O presidente do Banco Central, Gabriel Galípolo, participou nesta quarta-feira de uma audiência na Comissão Parlamentar de Inquérito (CPI) do Crime Organizado, no Senado Federal, em meio ao avanço de investigações envolvendo o sistema financeiro.
A presença do chefe da autoridade monetária ocorre em um momento de forte pressão política por transparência e esclarecimentos sobre possíveis irregularidades relacionadas ao caso do Banco Master.
Convocação tem foco em transparência institucional
O convite para o depoimento foi motivado por questionamentos levantados dentro da CPI, especialmente sobre a atuação do Banco Central em episódios recentes ligados ao sistema financeiro.
Segundo o requerimento que embasou a oitiva, o objetivo é garantir transparência institucional e esclarecer se houve qualquer tipo de interferência externa — política ou econômica — nos processos de fiscalização e regulação bancária.

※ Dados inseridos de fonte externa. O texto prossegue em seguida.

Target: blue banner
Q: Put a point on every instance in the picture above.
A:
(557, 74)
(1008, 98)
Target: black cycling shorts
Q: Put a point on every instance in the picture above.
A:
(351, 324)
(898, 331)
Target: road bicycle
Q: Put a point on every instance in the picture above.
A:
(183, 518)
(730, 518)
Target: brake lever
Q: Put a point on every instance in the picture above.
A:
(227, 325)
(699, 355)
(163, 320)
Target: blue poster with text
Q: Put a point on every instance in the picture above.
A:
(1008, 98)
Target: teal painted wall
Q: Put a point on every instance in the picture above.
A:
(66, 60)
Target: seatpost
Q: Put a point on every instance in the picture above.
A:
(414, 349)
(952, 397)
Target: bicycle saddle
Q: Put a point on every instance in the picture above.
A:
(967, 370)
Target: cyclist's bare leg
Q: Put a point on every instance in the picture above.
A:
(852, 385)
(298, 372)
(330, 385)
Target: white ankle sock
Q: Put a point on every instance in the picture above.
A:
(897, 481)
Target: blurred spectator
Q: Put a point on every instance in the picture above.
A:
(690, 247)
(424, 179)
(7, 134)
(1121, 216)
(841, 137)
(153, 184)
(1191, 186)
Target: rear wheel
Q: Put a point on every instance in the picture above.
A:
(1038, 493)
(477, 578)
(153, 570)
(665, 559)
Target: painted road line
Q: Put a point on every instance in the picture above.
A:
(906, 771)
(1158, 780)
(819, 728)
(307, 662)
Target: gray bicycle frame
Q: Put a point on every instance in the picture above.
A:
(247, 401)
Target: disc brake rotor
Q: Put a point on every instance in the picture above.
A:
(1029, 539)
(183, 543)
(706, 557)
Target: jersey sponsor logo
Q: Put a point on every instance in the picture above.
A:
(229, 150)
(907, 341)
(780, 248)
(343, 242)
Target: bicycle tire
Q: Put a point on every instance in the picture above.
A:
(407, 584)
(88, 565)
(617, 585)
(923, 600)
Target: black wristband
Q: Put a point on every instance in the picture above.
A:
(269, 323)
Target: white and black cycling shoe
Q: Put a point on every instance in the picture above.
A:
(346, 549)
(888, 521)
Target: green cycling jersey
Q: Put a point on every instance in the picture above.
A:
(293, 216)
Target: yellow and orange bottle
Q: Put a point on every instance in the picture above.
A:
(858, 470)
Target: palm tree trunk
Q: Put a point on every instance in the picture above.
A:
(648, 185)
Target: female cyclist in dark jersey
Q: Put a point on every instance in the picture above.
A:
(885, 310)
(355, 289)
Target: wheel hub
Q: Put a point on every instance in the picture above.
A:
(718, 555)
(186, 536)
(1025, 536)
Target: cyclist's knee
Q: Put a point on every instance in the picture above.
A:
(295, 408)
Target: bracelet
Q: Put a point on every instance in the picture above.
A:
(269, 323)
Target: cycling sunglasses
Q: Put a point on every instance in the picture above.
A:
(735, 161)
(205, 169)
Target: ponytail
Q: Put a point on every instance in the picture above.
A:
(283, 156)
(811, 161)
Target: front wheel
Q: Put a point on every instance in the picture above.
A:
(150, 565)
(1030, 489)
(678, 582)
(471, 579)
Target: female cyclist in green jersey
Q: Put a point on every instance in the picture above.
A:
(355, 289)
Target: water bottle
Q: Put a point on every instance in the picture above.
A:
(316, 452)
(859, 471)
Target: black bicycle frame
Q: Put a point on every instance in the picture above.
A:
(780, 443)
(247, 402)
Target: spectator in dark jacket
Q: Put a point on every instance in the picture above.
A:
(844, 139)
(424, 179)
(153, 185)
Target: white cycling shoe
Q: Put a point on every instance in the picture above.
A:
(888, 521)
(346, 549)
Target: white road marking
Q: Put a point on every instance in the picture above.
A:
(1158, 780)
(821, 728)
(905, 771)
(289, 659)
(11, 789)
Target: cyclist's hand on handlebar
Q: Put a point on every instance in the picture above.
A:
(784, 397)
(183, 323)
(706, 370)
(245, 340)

Caso Banco Master está no centro das discussões
Grande parte das perguntas dirigidas a Galípolo deve girar em torno das investigações relacionadas ao Banco Master, considerado um dos principais focos da CPI.
O caso envolve suspeitas de irregularidades financeiras e movimentações bilionárias sob investigação, com possíveis conexões com lavagem de dinheiro e crime organizado.
Além disso, a comissão busca entender qual foi o papel do Banco Central na supervisão dessas operações e se houve falhas no controle do sistema.
Reunião fora da agenda aumentou pressão
Outro ponto que chamou atenção dos parlamentares foi a participação de Galípolo em uma reunião realizada em dezembro de 2024 com o presidente Luiz Inácio Lula da Silva e o empresário Daniel Vorcaro, ligado ao Banco Master.
O encontro, que não constava na agenda oficial, levantou questionamentos dentro da CPI sobre possíveis influências externas nas decisões da autoridade monetária.
Ex-presidente do BC também foi chamado
A comissão também convidou o ex-presidente do Banco Central, Roberto Campos Neto, para prestar esclarecimentos.
No entanto, sua participação não foi confirmada, após decisões judiciais que flexibilizaram a obrigatoriedade de comparecimento em determinadas condições.
CPI se aproxima do fim
A CPI do Crime Organizado está em fase final e deve encerrar seus trabalhos nos próximos dias, com prazo previsto até meados de abril.
O colegiado investiga a atuação de organizações criminosas no país, incluindo possíveis conexões com o sistema financeiro e instituições públicas.
O que está em jogo
O depoimento de Galípolo é considerado estratégico para:
- esclarecer o papel do Banco Central em casos recentes
- responder dúvidas sobre fiscalização do sistema financeiro
- avaliar possíveis falhas ou influências externas
- contribuir para o relatório final da CPI
Expectativa por desdobramentos
A depender das respostas apresentadas, o depoimento pode influenciar diretamente as conclusões da CPI e eventuais recomendações do relatório final.
O caso também reforça o debate sobre a autonomia do Banco Central e os limites de sua atuação diante de pressões políticas e econômicas.